Metrics Overview

After matching ground truth and predicted graphs, metrics can be computed on the matched graphs. Matched graphs have one of the following matching types:

  • one-to-one: every node can be matched to at most one node in the other graph

  • many-to-one: many ground truth nodes may be matched to one predicted node

  • one-to-many: one ground truth node may be matched to many predicted nodes

  • many-to-many: anything goes! (no implemented metrics support many-to-many at this time)

Each metric supports one or more of these matching types. Below is a table summarizing the implemented metrics, what types of matchings they can accept, and a brief description of behavior and any hyperparameters.

Many metrics support relaxing skip edges for the ground truth and/or the prediction. Relaxing a skip edge means allowing one edge that spans multiple frames to match multiple edges in the other graph, thus potentially reducing the number of errors.

Warning

Unless otherwise noted, metrics are written assuming that you have dense ground truth annotations. The results on sparse annotations may be unpredictable and should be interpreted cautiously.

Metric category

Matching Type(s)

Description

Basic Metrics: TP, FP, and FN nodes and edges

one-to-one

Counts the number of true positive (matched) nodes and edges, false positive (unmatched in the prediction) nodes and edges, and false negative (unmatched in the ground truth) nodes and edges.

Division metrics: TP, FP, and FN divisions and F1 score/Branching Correctness (BC)

one-to-one

Counts the number of true positive (matched) divisions, false positive (unmatched in the prediction) divisions, and false negative (unmatched in the ground truth) divisions. Then computes the division F1-Score, also called Branching Correctness by the CTC-Bio metrics. Has a max_frame_buffer parameter that allows counting divisions as correct within max_frame_buffer frames as long as the parent and children match within the buffer

CTC Metrics: DET, LNK, TRA

one-to-one, many-to-one

A set of three metrics between 0 and 1, with higher scores indicating better performance. DET measures node errors, LNK measures linking errors, and TRA combines detection and linking errors.

Cell Cycle Accuracy (CCA)

one-to-one, many-to-one

One of the CTC-Bio metrics. Measures the ability of a method to identify a distribution of cell cycle lengths that matches the distribution present in the ground truth.

Complete Tracklets and Lineages

one-to-one, many-to-one

Extends the “Complete Tracks” from the CTC-Bio metrics. Measures the fraction of tracklets and lineages that are fully correct in the prediction.

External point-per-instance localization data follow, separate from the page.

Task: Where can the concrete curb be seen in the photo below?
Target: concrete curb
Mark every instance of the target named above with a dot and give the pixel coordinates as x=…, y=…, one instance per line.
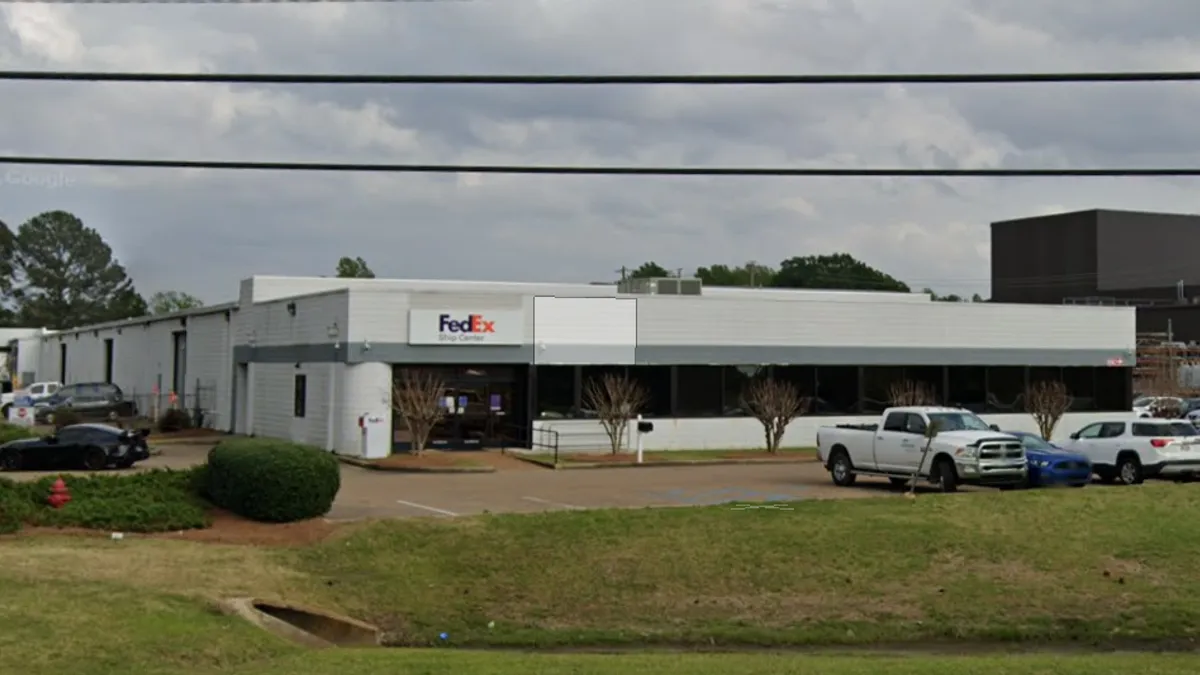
x=570, y=465
x=372, y=466
x=189, y=441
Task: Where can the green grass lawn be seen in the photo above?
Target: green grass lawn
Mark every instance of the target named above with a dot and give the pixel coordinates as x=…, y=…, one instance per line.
x=444, y=662
x=1110, y=566
x=1054, y=565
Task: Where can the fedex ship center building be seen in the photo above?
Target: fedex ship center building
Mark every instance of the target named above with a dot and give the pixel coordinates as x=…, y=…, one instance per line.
x=312, y=358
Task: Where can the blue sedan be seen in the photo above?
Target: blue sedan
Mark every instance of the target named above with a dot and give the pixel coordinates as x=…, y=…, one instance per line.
x=1051, y=465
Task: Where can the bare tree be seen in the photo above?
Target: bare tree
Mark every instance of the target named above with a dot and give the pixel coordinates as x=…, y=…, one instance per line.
x=1047, y=401
x=775, y=404
x=616, y=399
x=909, y=393
x=417, y=396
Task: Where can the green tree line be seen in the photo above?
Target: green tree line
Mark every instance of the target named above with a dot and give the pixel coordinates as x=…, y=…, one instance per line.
x=833, y=272
x=58, y=273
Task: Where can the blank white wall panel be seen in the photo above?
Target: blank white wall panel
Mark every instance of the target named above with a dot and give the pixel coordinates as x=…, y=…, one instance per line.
x=271, y=323
x=585, y=330
x=677, y=321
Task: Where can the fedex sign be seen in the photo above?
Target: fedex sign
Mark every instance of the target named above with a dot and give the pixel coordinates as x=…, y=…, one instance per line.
x=465, y=327
x=472, y=328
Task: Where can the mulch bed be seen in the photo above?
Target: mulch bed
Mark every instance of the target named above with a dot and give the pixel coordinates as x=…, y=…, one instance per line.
x=630, y=458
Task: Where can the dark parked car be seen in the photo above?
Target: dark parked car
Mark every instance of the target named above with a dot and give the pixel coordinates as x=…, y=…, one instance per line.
x=94, y=447
x=89, y=400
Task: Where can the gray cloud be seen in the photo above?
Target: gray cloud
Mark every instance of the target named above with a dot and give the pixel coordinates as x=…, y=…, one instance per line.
x=201, y=231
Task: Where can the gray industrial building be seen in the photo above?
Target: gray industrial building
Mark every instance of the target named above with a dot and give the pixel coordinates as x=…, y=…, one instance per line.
x=1104, y=257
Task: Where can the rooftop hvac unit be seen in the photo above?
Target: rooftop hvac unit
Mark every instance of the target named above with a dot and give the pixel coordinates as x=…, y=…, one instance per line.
x=661, y=286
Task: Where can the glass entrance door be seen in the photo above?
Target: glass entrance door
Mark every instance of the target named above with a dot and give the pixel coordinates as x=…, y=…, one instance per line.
x=481, y=405
x=479, y=413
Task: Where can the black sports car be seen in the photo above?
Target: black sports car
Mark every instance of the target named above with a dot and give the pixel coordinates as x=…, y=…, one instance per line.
x=93, y=447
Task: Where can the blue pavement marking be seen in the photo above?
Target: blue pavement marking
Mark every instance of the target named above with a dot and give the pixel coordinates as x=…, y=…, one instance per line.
x=724, y=495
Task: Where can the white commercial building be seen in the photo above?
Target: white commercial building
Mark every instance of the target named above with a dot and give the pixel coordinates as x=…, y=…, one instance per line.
x=306, y=359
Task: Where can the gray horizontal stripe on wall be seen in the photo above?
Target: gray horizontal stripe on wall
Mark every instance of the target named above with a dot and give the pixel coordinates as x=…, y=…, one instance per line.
x=873, y=356
x=383, y=352
x=607, y=354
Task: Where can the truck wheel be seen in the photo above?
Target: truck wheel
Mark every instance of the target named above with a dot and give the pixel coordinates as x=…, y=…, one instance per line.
x=1129, y=470
x=841, y=470
x=945, y=476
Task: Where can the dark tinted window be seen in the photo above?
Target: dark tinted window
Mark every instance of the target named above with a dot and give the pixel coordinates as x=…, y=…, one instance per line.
x=1163, y=429
x=894, y=422
x=72, y=435
x=1111, y=429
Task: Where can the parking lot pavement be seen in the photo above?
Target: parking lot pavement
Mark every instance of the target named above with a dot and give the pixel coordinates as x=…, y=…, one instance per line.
x=372, y=494
x=369, y=494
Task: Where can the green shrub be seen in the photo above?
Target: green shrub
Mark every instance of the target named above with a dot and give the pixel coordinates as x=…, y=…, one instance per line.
x=154, y=501
x=174, y=419
x=66, y=417
x=13, y=432
x=16, y=507
x=271, y=481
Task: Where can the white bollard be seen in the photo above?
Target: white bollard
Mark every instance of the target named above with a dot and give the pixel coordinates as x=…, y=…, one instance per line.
x=637, y=430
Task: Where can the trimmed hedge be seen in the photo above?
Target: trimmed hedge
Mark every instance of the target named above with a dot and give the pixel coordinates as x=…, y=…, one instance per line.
x=271, y=481
x=13, y=432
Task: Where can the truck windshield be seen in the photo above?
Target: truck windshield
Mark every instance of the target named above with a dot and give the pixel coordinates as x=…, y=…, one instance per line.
x=958, y=422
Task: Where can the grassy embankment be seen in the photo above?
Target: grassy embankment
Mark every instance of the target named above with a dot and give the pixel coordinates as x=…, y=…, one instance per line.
x=1098, y=566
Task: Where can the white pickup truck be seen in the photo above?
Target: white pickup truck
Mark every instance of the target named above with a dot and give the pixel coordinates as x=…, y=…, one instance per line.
x=1132, y=451
x=966, y=449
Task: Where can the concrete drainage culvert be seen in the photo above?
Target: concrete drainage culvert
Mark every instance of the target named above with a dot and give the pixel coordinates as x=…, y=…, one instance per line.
x=307, y=626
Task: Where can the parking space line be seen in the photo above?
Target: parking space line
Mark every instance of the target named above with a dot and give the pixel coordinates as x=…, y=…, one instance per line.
x=547, y=502
x=414, y=505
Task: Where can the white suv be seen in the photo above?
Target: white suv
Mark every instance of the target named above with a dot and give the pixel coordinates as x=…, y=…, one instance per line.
x=1132, y=451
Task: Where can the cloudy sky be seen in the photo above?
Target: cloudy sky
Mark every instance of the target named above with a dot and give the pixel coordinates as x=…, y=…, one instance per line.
x=202, y=231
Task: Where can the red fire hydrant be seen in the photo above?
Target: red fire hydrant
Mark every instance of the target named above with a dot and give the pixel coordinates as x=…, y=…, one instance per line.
x=59, y=494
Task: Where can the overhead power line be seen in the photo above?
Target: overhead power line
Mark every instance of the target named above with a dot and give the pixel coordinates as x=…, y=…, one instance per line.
x=610, y=79
x=563, y=169
x=203, y=1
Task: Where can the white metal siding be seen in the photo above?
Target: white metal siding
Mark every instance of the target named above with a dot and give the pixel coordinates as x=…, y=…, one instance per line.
x=585, y=330
x=364, y=388
x=144, y=358
x=210, y=364
x=688, y=321
x=271, y=324
x=737, y=434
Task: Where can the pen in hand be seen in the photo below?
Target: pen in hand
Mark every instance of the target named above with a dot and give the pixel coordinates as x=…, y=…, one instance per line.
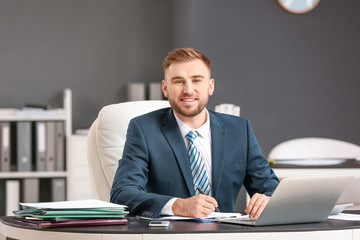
x=202, y=192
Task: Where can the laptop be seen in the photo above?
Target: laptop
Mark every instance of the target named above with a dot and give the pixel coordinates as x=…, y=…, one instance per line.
x=299, y=200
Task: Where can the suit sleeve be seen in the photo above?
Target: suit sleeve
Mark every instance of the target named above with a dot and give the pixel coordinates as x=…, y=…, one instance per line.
x=129, y=186
x=260, y=178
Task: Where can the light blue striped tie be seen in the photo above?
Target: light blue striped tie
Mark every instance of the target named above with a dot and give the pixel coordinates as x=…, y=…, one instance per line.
x=198, y=170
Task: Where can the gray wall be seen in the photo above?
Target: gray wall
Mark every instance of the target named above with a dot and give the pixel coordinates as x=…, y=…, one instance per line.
x=293, y=75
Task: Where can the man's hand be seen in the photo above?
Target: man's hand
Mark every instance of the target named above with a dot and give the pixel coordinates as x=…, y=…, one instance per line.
x=196, y=206
x=256, y=205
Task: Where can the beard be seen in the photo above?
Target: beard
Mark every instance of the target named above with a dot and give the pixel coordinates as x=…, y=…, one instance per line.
x=188, y=111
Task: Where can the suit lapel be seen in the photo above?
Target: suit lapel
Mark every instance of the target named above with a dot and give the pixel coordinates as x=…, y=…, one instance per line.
x=172, y=134
x=218, y=142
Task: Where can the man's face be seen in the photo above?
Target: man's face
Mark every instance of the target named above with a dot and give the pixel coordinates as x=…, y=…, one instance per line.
x=187, y=86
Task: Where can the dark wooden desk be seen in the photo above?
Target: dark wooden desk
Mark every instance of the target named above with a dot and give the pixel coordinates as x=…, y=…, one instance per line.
x=138, y=229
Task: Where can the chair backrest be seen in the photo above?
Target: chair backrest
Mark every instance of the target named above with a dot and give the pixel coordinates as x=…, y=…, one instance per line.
x=312, y=148
x=228, y=108
x=302, y=148
x=106, y=141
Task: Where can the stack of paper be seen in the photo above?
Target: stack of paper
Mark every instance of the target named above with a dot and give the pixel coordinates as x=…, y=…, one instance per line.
x=84, y=212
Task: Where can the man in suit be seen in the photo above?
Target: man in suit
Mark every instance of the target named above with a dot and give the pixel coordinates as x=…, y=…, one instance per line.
x=171, y=151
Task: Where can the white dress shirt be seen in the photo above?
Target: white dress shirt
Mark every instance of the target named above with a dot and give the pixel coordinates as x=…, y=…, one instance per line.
x=203, y=144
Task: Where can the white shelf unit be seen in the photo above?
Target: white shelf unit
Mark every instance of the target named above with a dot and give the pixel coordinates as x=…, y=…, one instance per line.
x=59, y=114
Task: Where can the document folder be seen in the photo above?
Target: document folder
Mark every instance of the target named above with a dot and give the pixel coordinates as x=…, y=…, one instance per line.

Track Overlap Metrics: Track Purity (TP), Target Effectiveness (TE), Track Fractions (TF)

one-to-one, many-to-one , one-to-many

A set of metrics that compute the maximum overlap for each track, where track is defined as the region between divisions. Target effectiveness (TE) measures how much of each ground truth track is covered by the most overlapping predicted track, weighted by track length. Track Purity (TP) is the inverse of TE, and Track Fractions (TF) is the unwighted average of TE.

Cell-specific Higher Order Tracking Accuracy (CHOTA)

one-to-one, many-to-one, one-to-many, many-to-many

A metric between 0 and 1 that unifies local correctness, global coherence, and lineage tracking. Higher scores are better.